Jones had done his business. He left, and went out into the street, Tellman on his heels.

Tellman followed him but at a very considerable distance. He even allowed him to get out of his sight, because he knew where he was going. His only concern was that he might not deliver the money today. He still did not know where to find Jones again, except on the same route next week, and Pitt could not wait another seven days.

But by nearly six o’clock Jones had not passed the money to anyone, nor had he returned to any building that could reasonably be his home.

Finally Jones went into a public house in Bethnal Green, and ordered a meal.

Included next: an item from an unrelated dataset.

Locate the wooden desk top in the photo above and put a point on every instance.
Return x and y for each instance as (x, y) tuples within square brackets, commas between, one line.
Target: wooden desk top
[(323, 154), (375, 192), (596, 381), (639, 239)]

Tellman watched as the barmaid brought it to him without asking for any money. At first he leapt to the same conclusion as previously, but then he saw the woman laughing, and he realized there was no apparent anger in her. She walked easily, with a slight sway of her hips. In fact, she was self-confident, flirting a little with other customers as she passed them, catching an eye here and there and winking. She made a joke. A large man responded, and she pretended to be shocked. There was another bellow of laughter. Jones joined in.

The woman returned to the bar and made a little note on a piece of paper and put it in the drawer.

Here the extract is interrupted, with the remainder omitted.